Retour sur la dissolution de l’Assemblée par Emmanuel Macron
L’ancien ministre de la Santé, Olivier Véran, s’est exprimé dans le cadre du Podcast santé publié ce vendredi 30 janvier. Il est revenu sur sa carrière politique ainsi que sur sa nouvelle vie en tant que chef d’entreprise.
Une reconversion dans le monde des affaires
Après avoir été député, ministre et porte-parole du gouvernement, Olivier Véran a choisi de se tourner vers le secteur privé. Il gère aujourd’hui une société de conseil spécialisée dans le domaine de la santé. Ce changement lui convient parfaitement, selon ses propres mots.
Une défaite électorale en 2024
Candidate en Isère lors des élections législatives de 2024, provoquées par la dissolution décidée par Emmanuel Macron, Olivier Véran n’a pas été réélu. Il explique qu’il s’attendait à cette défaite. Il raconte avoir écrit au président pour lui dire qu’il pensait perdre au second tour. Finalement, il a perdu de justesse, avec un score de 42-41 en triangulaire.
Une réaction face à la dissolution
Il confie avoir été très en colère lors de l’annonce de cette dissolution. Il précise qu’il ne voulait pas revenir en politique, mais qu’il a été poussé à le faire. Il explique que, à l’époque, il était également fragile mentalement. La défaite lui a permis de tourner la page, et il profite désormais d’une vie équilibrée, tant sur le plan personnel que professionnel.
Une éventuelle future candidature
Olivier Véran ne ferme pas la porte à un retour en politique. Il affirme aimer la politique et pourrait se représenter un jour, si l’occasion se présente. Il indique également qu’il pourrait revenir dans un rôle politique, si cela lui était proposé ou s’il décide lui-même de le faire.
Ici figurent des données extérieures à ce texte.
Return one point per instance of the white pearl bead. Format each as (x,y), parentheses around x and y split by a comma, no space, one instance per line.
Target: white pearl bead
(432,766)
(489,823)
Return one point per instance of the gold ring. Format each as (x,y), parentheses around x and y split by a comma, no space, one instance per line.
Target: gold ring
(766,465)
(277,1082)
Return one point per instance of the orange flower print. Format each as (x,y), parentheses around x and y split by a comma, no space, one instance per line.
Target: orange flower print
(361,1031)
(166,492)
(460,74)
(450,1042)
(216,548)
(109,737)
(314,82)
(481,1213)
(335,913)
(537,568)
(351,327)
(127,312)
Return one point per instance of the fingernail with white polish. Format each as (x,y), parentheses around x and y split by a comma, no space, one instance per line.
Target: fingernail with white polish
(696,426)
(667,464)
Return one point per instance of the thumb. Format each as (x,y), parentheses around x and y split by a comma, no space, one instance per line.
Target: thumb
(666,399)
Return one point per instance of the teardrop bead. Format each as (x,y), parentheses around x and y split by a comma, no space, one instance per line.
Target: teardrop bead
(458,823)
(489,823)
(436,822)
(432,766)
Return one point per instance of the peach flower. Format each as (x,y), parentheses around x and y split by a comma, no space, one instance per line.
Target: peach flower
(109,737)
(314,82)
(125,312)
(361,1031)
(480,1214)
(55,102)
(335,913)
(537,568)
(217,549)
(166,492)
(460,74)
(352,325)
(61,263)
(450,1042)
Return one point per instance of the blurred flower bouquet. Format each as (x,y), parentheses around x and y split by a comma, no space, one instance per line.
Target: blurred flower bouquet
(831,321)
« Donc si un jour l’occasion m’en est donnée, quel que soit le rôle qui me sera proposé ou que j’irais chercher moi-même, j’y retournerais volontiers. »
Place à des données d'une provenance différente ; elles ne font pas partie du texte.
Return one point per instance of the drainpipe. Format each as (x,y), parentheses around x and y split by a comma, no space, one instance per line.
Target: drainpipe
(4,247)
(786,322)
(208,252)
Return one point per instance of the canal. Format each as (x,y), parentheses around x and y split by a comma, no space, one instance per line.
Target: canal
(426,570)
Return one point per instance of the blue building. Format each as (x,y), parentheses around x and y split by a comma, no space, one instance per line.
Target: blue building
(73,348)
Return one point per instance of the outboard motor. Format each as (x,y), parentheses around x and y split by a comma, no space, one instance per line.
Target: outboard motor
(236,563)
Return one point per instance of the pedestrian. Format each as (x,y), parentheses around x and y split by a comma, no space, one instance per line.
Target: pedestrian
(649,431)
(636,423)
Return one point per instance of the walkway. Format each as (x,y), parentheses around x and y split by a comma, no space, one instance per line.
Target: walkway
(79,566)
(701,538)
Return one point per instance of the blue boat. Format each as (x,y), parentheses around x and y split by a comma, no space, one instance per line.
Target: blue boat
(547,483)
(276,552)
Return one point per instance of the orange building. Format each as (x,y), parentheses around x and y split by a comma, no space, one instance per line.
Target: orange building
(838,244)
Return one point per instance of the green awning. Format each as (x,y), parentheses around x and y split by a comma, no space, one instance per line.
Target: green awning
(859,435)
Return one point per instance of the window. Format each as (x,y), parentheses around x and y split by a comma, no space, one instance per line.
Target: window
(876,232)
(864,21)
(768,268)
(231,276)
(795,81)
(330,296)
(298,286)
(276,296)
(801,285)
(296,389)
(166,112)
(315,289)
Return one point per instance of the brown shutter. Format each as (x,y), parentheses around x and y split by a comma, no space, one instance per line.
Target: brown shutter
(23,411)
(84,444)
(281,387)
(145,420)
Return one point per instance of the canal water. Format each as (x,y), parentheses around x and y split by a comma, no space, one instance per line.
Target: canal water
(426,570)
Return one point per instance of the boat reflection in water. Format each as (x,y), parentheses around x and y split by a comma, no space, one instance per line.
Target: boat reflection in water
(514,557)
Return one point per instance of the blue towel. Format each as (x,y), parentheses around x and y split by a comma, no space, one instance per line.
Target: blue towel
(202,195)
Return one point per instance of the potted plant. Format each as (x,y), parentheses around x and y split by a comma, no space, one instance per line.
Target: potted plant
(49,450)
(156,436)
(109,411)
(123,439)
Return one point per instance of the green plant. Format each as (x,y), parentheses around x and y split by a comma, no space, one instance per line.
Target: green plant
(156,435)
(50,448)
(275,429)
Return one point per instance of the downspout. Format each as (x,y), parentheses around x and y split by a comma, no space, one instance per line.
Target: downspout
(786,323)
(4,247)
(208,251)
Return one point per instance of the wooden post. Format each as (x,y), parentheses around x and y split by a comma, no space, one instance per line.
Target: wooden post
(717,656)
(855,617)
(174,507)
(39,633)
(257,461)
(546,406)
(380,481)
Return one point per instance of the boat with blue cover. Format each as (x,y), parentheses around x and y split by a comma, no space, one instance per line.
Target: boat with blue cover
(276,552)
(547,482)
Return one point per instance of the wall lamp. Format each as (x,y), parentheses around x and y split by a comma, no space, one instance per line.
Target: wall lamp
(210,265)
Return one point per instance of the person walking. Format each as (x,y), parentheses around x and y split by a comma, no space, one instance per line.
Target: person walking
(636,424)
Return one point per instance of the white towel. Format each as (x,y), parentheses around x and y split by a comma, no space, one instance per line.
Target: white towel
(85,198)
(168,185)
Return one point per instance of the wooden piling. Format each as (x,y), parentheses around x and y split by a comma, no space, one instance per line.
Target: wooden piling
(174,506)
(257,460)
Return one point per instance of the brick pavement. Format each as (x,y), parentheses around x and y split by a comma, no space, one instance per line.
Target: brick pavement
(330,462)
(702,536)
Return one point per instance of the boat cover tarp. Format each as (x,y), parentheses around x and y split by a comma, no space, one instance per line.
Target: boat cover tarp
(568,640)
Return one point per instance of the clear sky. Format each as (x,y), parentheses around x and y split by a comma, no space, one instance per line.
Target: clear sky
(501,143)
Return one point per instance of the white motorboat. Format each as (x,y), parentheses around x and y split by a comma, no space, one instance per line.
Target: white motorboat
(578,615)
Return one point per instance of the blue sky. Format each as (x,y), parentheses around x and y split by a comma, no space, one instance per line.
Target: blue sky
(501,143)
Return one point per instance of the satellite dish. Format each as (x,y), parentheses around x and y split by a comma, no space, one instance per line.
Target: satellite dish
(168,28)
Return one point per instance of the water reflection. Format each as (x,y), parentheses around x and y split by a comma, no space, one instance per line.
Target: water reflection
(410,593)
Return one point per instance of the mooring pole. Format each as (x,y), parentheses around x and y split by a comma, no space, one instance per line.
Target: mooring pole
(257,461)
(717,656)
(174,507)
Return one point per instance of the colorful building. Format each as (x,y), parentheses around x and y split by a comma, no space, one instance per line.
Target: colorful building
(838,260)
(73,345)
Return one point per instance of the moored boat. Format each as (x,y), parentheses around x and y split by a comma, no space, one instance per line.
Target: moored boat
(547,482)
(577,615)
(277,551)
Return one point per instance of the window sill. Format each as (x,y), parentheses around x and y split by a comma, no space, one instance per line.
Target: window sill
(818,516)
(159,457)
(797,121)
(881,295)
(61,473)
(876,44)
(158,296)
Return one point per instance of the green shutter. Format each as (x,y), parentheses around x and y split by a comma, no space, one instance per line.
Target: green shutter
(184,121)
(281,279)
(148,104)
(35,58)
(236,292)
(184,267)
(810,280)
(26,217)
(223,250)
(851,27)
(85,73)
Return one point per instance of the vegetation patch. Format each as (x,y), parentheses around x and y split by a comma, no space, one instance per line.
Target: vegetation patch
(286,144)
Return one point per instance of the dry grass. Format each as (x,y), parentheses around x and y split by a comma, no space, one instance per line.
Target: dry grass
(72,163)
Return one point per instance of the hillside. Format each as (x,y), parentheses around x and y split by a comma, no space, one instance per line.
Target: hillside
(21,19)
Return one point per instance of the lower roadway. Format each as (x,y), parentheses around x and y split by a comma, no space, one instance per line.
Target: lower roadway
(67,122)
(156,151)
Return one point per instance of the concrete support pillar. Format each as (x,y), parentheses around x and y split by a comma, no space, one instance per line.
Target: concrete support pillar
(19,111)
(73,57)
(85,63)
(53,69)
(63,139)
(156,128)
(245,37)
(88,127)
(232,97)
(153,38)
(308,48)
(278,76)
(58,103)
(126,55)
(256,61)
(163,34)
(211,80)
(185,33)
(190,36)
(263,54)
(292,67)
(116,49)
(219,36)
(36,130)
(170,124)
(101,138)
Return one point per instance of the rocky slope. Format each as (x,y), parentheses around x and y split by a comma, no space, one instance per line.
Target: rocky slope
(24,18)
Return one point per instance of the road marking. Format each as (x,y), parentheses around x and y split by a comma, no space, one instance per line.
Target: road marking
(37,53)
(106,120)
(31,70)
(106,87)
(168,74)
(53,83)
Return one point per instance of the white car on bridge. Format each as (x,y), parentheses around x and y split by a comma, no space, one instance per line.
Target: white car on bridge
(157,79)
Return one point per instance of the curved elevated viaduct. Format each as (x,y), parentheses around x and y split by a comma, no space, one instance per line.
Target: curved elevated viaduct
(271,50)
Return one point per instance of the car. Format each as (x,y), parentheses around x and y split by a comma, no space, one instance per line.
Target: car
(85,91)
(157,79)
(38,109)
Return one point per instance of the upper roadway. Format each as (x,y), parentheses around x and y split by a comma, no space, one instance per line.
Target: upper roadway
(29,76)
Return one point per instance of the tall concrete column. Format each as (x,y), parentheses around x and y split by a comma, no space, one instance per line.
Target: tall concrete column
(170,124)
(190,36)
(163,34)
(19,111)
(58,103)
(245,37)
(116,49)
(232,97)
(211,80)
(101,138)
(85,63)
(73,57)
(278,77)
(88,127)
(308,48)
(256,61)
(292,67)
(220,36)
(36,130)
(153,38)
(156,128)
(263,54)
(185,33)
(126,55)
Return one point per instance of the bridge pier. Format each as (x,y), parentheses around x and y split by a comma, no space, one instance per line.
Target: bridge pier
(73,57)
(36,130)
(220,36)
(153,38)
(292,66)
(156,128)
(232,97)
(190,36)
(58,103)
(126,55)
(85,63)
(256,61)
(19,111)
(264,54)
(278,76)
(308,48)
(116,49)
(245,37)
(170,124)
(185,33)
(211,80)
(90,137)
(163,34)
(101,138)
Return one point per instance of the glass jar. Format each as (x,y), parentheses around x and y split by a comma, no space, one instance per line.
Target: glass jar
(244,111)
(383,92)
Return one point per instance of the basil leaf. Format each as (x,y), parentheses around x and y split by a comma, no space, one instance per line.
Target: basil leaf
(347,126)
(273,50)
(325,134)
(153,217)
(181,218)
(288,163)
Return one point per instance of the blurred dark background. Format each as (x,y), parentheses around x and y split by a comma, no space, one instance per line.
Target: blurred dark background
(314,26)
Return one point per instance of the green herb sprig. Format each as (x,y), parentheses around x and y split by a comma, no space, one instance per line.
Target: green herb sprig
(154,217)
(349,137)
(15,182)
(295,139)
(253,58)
Inquiétudes pour l’élection présidentielle de 2027
Concernant la prochaine élection présidentielle, Olivier Véran se dit très inquiet. Il précise qu’il ne sera pas candidat, mais qu’il pourrait participer à la campagne si la démocratie est en danger. Il exprime ses craintes face aux tensions et à la montée des extrêmes politiques, et appelle à se battre pour défendre la démocratie et ses idées.